Ein weiterer Kernaspekt des Vorlageverfahrens beim EuGH betrifft die Frage, ob § 31 BDSG als Rechtsgrundlage für das Scoring in Betracht kommt. Dies wird vom Generalanwalt sowohl in Bezug auf Art. 22 DSGVO (Zulässigkeit der automatisierten Entscheidungsfindung) als auch auf Art. 6 DSGVO (Rechtmäßigkeit der Datenverarbeitung) mit dem Argument verneint, dass die DSGVO gerade keine Öffnungsklauseln oder Ausnahmen vorsehe, die es den Mitgliedstaaten erlauben, abweichende oder spezifische Vorschriften zu erlassen, die die Erstellung von Score-Werten durch Wirtschaftsauskunfteien datenschutzrechtlich gestatten.


Bankrechtsanwältin und SCHUFA-Expertin Dr. Ina Becker zeigt sowohl Hintergründe als auch massive rechtliche Irrtümer dieser Einschätzungen auf. Im ersten Teil des Beitrags stellt sie in Frage, warum es hier überhaupt erforderlich war, die Gerichte und den EuGH im Rahmen langjähriger Rechtsstreitigkeiten anzurufen.


In einem folgenden weiteren zweiten Teil begründet Dr. Becker vertiefend wissenschaftlich die seit Jahrzehnten bekannte fehlende Informationstransparenz sowie nicht feststellbare Informationseffizienz der Kreditauskünfte in Form des Scorings. Sie stellt klar, dass es hier keinesfalls um ein Profiling geht. Sie zeigt die eklatanten Fehler des § 31 BDSG auf und weist auf bislang ignorierte, neuartige Gefahren des SCHUFA-Verfahrens hin.

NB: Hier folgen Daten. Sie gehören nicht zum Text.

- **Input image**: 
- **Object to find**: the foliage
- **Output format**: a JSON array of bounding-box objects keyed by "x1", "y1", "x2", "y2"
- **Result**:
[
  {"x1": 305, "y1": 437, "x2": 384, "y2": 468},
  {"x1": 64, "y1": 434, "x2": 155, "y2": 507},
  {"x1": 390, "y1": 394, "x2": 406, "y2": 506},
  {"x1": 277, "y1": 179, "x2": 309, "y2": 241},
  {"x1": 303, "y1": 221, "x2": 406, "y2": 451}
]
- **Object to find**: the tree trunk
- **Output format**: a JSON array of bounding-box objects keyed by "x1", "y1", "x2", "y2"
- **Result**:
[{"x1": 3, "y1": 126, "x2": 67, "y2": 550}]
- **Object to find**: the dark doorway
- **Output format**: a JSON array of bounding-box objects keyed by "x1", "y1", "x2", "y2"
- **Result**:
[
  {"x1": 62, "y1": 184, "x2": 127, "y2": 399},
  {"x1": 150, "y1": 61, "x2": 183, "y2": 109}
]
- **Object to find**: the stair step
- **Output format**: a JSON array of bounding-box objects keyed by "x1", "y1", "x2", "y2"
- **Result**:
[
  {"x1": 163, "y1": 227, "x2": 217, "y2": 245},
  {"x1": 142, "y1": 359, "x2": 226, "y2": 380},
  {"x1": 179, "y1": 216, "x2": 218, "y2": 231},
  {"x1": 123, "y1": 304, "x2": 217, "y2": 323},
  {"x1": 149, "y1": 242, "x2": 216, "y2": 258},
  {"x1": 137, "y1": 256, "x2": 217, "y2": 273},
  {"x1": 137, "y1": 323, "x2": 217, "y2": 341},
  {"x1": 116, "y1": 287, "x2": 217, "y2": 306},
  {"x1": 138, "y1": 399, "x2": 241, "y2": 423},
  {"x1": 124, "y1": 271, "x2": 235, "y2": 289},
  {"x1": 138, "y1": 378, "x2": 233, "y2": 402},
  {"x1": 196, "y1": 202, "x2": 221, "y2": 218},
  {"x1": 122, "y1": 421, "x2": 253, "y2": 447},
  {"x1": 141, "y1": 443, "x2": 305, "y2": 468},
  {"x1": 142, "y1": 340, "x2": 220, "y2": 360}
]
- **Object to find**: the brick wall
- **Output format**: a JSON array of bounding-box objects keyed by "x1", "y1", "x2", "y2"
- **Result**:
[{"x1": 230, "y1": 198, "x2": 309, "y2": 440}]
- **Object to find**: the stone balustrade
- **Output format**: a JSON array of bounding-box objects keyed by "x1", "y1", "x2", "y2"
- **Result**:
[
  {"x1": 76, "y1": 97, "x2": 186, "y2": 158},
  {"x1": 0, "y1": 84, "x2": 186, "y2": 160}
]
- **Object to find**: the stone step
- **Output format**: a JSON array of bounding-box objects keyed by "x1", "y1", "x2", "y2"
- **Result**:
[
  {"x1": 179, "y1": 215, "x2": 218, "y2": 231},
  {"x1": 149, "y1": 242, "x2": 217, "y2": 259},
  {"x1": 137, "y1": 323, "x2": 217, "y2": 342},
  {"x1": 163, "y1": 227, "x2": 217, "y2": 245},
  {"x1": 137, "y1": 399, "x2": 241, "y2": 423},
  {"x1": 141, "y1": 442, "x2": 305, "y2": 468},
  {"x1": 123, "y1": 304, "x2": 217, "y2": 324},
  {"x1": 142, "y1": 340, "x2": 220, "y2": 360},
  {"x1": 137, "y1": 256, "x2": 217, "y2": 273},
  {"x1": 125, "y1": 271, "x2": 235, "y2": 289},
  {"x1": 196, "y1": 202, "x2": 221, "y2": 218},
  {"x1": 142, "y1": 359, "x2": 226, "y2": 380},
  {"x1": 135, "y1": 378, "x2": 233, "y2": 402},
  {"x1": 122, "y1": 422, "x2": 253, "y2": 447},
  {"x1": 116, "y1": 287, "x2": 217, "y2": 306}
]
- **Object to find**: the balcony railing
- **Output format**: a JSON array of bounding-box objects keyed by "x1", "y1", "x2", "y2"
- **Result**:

In ihrem Fazit plädiert die Hamburger Bankrechtsanwältin für eine Rückkehr zur Einfachheit, höherer Eigenverantwortlichkeit und zum gesunden Menschenverstand, für das stärkere Hinterfragen sogenannter Autoritäten und von komplexen, teuren justiziellen Strukturen auf EU-Ebene, deren Legitimation anscheinend selbst nach Auffassung des Bundesgerichtshofes (BGH) oftmals fragwürdig erscheint.


Scoring- ein sehr alter Hut


Das Kreditscoring oder Bonitätsscoring der SCHUFA Holding AG gibt es bereits seit vielen Jahrzehnten. Es handelt sich um ein Verfahren, mit dem die SCHUFA mittels einer statistisch-mathematischen Methode das durchschnittliche Risiko aller Personen mit gleichartigem Datenprofil in einem Punktwert, dem sogenannten Score oder Scorewert, darstellen will.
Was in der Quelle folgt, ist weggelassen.